Cagey bastard, Joe said to himself grimly as he rewound the phonograph.
"When," Glimmung said, "and if, only if, the cathedral is raised once more as it was centuries ago."
That's what I thought, Joe thought.
"Will you go to Plowman's Planet?" Glimmung asked.
For a time Joe considered. In his mind he considered his room, the cubicle in which he worked, the loss of his coins, the police—he thought about it all and tried to make it add up. What ties me here? he asked himself. The known, he decided. The fact that I am used to it. You can get used to anything, and even learn to like it. Pavlov's theory of learned reflex is correct; I am held by habit. And nothing more.

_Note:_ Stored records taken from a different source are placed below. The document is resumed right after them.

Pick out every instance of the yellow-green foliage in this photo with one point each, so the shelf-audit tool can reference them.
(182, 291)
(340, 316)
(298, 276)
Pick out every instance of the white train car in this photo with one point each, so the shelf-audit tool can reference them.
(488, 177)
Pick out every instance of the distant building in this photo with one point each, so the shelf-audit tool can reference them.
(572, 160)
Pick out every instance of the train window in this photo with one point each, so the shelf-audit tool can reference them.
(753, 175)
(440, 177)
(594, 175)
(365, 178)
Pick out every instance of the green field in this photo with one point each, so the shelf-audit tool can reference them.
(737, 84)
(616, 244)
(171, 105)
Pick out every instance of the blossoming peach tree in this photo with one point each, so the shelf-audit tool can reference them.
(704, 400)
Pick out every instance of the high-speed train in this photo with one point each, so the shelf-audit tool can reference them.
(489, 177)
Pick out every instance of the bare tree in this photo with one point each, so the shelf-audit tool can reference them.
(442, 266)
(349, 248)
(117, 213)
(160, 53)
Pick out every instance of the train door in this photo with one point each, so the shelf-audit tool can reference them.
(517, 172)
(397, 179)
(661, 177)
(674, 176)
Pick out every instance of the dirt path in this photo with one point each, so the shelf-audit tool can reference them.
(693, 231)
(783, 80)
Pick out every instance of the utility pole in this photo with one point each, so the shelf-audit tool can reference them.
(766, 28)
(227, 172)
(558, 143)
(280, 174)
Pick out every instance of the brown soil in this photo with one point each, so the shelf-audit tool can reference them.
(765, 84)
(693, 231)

"Could I have just a few crumbles in advance?" he asked Glimmung. "I want to buy a cashmere sports jacket and a new pair of wash-and-wear shoes."
The phonograph split apart; pieces of it rained everywhere, lancing Joe's arms and face. And, in the center of the hoops of water and of fire, a huge contorted furious face manifested itself; the feeble female countenance disappeared, and what glared at Joe now glared with the force of a sun. The face cursed at him, cursed in a language he did not know. He shrank back, appalled by the anger of Glimmung; the ordinary objects through which Glimmung had up to now manifested himself disintegrated into bits, the Paisley shawl, even the two elemental hoops. The basement itself began to crack apart, like a declining ruin; pieces of cement fell to the floor and then the floor itself broke like dried clay.
Jesus, Joe thought. And Smith said it was senile. Now huge chunks of the house were dropping around him; a section of pipe banged him on the head and he heard a thousand voices singing a thousand songs of fear. "I'll go," he said aloud, his eyes shut, hands enwrapping his head. "You're right; it's not a joke. I'm sorry. I know this has great importance to you."
The fist of Glimmung clutched him around the waist; it lifted him up as it squeezed him like a roll of newspaper. He saw for an instant the raging, melting, burning eye—a single eye!--and then the firestorm ebbed. The pressure around his waist relaxed, just a trifle. But enough. He thought, I probably didn't get any ribs cracked. I better get a medical examination before I leave Earth, though. Just to be sure.
"I will set you down in the main lounge of the Cleveland Spaceport," Glimmung said. "You will find that you have enough money for a ticket to Plowman's Planet. Take the next flight; do not go back to your room for your things—the police are waiting for you there. Take this." Glimmung thrust something into his hand; in the light it reflected many colors; the colors blended into one shape and then trickled out in threadlike streams to re-form in another pattern. And then another, which leaped up at him wildly.
"A potsherd," Glimmung said.
"This is a piece of a broken vase of the cathedral?" Joe said. "Why didn't you show it to me right away?" I would have gone, he thought, if I had seen this... if I had had any idea.
"Now you know," Glimmung said, "what you will be healing with your talent."